Introduction to random processes: With applications to signals and systems
This book was written as a graduate level textbook for engineering students who have had a course in probability and random variables intended for students of engineering or the physical sciences. It is focused primarily on random processes as models for randomly time-varying signals and noise.
Why Read This Book
You will learn how to model and analyze randomly time-varying signals using a rigorous, engineering-focused treatment of stochastic processes, with a strong emphasis on second‑order statistics (autocorrelation and power spectral density).

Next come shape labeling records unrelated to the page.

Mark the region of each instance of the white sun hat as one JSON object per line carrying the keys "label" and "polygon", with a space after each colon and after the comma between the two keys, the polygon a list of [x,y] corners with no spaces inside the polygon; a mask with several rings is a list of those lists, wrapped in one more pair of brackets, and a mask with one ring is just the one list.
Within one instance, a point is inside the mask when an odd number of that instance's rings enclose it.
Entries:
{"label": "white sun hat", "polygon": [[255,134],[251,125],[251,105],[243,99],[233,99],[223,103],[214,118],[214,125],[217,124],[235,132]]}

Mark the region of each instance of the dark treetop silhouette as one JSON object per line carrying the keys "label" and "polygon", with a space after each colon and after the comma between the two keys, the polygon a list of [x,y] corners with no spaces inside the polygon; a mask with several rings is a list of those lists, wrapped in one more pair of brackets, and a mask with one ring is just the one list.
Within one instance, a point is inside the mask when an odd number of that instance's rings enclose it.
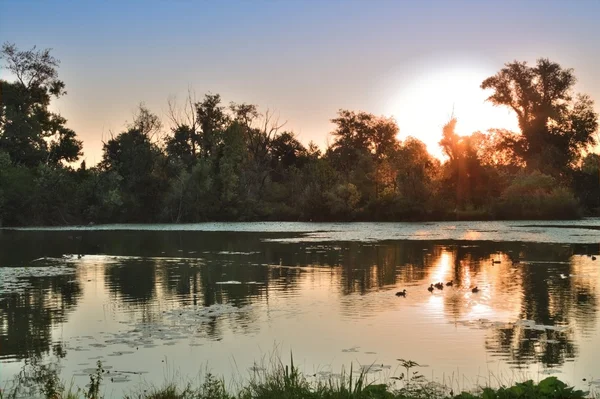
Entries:
{"label": "dark treetop silhouette", "polygon": [[81,141],[48,110],[66,94],[49,50],[1,55],[0,224],[209,220],[431,220],[576,218],[600,207],[598,115],[575,95],[571,69],[547,59],[506,64],[484,80],[520,132],[459,136],[451,119],[432,157],[399,141],[391,118],[340,110],[322,153],[272,113],[225,106],[218,94],[169,103],[172,128],[141,105],[88,168]]}

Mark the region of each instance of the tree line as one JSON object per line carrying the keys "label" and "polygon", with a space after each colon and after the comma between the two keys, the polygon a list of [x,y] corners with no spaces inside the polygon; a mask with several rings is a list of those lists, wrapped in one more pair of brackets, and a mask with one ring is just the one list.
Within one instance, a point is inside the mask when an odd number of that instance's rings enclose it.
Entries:
{"label": "tree line", "polygon": [[[600,209],[598,115],[575,76],[548,59],[485,79],[518,132],[443,127],[446,159],[393,118],[340,110],[332,142],[303,145],[272,113],[218,94],[169,102],[169,128],[144,105],[87,167],[82,142],[49,109],[66,94],[50,50],[6,43],[0,80],[0,224],[253,220],[552,219]],[[168,132],[165,133],[165,130]]]}

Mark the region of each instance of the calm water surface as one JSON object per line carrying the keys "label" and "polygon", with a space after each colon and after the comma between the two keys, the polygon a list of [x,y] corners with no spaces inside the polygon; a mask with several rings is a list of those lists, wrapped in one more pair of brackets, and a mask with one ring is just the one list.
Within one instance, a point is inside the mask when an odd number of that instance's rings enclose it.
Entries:
{"label": "calm water surface", "polygon": [[80,386],[102,360],[118,397],[207,369],[245,378],[292,351],[317,376],[353,362],[386,378],[404,358],[461,387],[552,374],[586,388],[598,243],[597,219],[0,230],[0,384],[59,355]]}

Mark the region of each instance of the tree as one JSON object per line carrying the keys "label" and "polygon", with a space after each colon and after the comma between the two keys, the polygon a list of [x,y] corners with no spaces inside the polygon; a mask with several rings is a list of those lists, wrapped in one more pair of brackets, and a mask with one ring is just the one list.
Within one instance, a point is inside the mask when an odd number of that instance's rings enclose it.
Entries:
{"label": "tree", "polygon": [[165,157],[153,142],[160,120],[141,106],[128,130],[104,143],[100,167],[121,177],[122,215],[126,221],[156,220],[167,188]]}
{"label": "tree", "polygon": [[364,201],[376,199],[394,181],[389,161],[398,150],[398,125],[393,118],[340,110],[331,120],[333,144],[327,157]]}
{"label": "tree", "polygon": [[596,141],[598,115],[586,95],[574,95],[575,76],[546,58],[534,67],[526,62],[506,64],[481,87],[492,90],[488,101],[510,107],[521,134],[506,135],[505,145],[530,170],[564,177]]}
{"label": "tree", "polygon": [[0,58],[16,77],[15,82],[0,80],[0,149],[14,164],[27,167],[79,159],[81,141],[66,127],[65,118],[48,110],[52,97],[66,94],[64,82],[58,79],[59,61],[50,49],[19,51],[5,43]]}

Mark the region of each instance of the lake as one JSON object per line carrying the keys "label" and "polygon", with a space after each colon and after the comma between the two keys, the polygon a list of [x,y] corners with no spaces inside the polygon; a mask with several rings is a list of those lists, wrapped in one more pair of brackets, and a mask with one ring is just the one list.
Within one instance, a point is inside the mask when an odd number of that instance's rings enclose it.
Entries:
{"label": "lake", "polygon": [[239,381],[293,353],[315,378],[353,363],[386,379],[402,358],[465,389],[588,388],[599,243],[600,219],[3,229],[0,386],[32,356],[82,387],[101,360],[118,397],[206,371]]}

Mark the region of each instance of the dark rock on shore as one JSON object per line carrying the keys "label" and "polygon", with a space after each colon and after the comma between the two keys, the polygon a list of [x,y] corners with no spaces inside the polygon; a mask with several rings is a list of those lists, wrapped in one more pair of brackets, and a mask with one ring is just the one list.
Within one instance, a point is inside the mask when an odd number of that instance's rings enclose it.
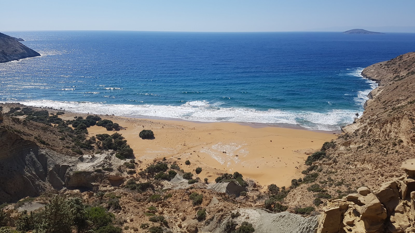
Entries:
{"label": "dark rock on shore", "polygon": [[371,32],[364,29],[352,29],[343,32],[343,34],[384,34],[381,32]]}
{"label": "dark rock on shore", "polygon": [[40,56],[15,38],[0,33],[0,63]]}
{"label": "dark rock on shore", "polygon": [[12,38],[15,39],[15,40],[17,41],[24,41],[24,40],[22,39],[22,38],[18,38],[17,37],[13,37],[13,36],[10,36],[10,37],[12,37]]}

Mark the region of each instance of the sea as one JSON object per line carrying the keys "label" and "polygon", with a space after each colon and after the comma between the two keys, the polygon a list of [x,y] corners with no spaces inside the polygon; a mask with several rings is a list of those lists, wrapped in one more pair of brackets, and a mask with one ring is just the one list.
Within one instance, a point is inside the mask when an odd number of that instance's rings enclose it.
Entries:
{"label": "sea", "polygon": [[411,33],[3,32],[42,56],[0,63],[0,102],[324,131],[361,115],[364,68],[415,51]]}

The book connects probabilistic concepts directly to practical signal‑processing tasks—spectral analysis, filtering, and noise modeling—making it valuable when you need principled tools for DSP, communications, radar, or audio/speech problems.
Who Will Benefit
Graduate students and practicing engineers with a basic probability background who need to apply stochastic process theory to DSP, communications, radar, or audio/speech problems.
Level: Advanced — Prerequisites: A course in probability and random variables, comfort with calculus and linear systems, and familiarity with Fourier transforms and basic signal processing concepts.
Key Takeaways
- Analyze stationary and ergodic processes using autocorrelation functions and power spectral densities
- Apply the Wiener–Khinchin relationships and spectral factorization to connect time‑domain and frequency‑domain descriptions
- Predict and estimate signals with linear estimators (Wiener filtering/prediction) in the presence of stochastic noise
- Model common engineering noise sources and understand Gaussian and related process classes used in communications, radar, and audio
- Perform spectral analysis of random signals and interpret results for practical tasks like detection, system identification, and performance prediction
- Formulate second‑order descriptions (covariance, cross‑spectra) for multichannel and filtered random processes
Topics Covered
- 1. Introduction: Random Processes in Engineering
- 2. Review of Probability and Random Variables
- 3. Definitions and Classifications of Random Processes
- 4. Stationarity, Ergodicity, and Moments
- 5. Autocorrelation and Cross‑correlation Functions
- 6. Power Spectral Density and the Wiener–Khinchin Theorem
- 7. Linear Systems Driven by Random Inputs
- 8. Gaussian Processes and Important Special Cases
- 9. Spectral Factorization and Linear Prediction
- 10. Wiener Filtering and Optimal Linear Estimation
- 11. Applications to Communications, Radar, and Audio/Speech Signals
- 12. Appendix: Mathematical Tools and Transform Relations
Languages, Platforms & Tools
How It Compares
Covers similar ground to Papoulis' Probability, Random Variables, and Stochastic Processes but places greater emphasis on second‑order methods and signal‑processing applications; for a more measure‑theoretic treatment, consult Doob's Stochastic Processes.